Although not a common thing in our day and age, infusing medicinal ingredients in wine was a popular way to treat patients before the emergence of modern medicine. Most famous perhaps were its glory days in Ancient Greece, and discoveries of its expansive use in Ancient Egypt and Phoenicia. This practice is sometimes kept alive in the kitchens of herbalists through traditional and modern recipes (and maybe a dash of the inspirational work of Hildegard of Bingen)
While the known risks of over-consumption of alcohol are clear, there is no denying that the antioxidant benefits of wine have been studied and praised for a long time. This is a subject that is still debated, and it is important to consider first and foremost when making herb-infused wine, that the goal is not to drink to contentment, but to have a glass at a time. (Note: there is significantly more resveratrol in red wine, about ten times as much as found in white wine)
While some herbal wine concoctions of the Middle Ages were downright atrocious, impractical, and best left in textbooks (animal organs and the like, I’ll pass!), this can be a fun way to infuse herbs as the alcohol will act as a solvent, although not as strong as a grain or cane alcohol. Many herbs and culinary spices that can be infused in vinegar and alcohol can also be infused in wine. A short list of examples would be: yarrow, raspberry leaf, rose hips, rosemary, thyme, cardamom, vanilla, rose, and elderflower.

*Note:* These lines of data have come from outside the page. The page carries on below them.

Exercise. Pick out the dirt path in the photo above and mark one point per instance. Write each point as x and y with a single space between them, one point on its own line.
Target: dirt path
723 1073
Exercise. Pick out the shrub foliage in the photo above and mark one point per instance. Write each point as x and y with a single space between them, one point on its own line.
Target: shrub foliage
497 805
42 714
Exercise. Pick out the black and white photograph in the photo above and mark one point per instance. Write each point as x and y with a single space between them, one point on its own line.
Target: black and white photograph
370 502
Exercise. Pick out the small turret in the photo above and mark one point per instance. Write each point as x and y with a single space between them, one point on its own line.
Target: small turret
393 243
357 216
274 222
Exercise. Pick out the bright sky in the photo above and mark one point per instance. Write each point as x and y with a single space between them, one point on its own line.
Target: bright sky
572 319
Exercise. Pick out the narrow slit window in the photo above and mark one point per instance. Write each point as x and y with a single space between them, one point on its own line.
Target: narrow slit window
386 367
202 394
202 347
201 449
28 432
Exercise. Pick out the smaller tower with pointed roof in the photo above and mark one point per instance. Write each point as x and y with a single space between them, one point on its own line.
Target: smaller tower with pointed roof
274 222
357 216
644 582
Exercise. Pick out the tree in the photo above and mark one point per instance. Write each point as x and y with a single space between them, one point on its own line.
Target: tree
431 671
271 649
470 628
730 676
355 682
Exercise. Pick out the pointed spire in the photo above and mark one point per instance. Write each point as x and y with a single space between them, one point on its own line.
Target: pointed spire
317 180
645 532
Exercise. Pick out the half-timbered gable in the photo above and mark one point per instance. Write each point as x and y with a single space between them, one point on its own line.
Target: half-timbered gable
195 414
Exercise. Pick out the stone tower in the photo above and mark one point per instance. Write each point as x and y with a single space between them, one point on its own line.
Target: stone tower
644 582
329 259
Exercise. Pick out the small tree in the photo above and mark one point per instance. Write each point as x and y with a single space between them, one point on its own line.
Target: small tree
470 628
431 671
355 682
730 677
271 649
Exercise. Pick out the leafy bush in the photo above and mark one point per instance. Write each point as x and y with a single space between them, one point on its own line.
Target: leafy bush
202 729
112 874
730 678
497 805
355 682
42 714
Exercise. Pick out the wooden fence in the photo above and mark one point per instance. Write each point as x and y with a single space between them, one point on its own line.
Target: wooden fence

It’s common to add a large volume of herbs to an infused wine. We’re talking an ounce (28g) or more per 750ml bottle. If this feels wasteful to you, you can easily halve these recipes, especially if you are infusing them mainly for taste. I’d also recommend getting an inexpensive bottle since the flavour will be altered anyway.
LOVELY RED WINE INFUSION
1 bottle of red wine
20g dried raspberry leaves
8g dried rose hips
1/2 vanilla bean
LEMON BALM WHITE WINE
1 bottle of white wine
28g Lemon Balm
INSTRUCTIONS
Place herbs in a clean bottle, jar, or container of adequate size. Pour the bottle of wine on top, stir to combine, cover, and leave to sit in a cool place for 1-2 weeks, shaking daily. When ready, strain through a cheesecloth and be sure to press out the wine absorbed into the plant matter.
Consume within 2-3 months.
I hope you get to try out these recipes if alcohol is your thing! Would you experiment with these by making cocktails and sangrias?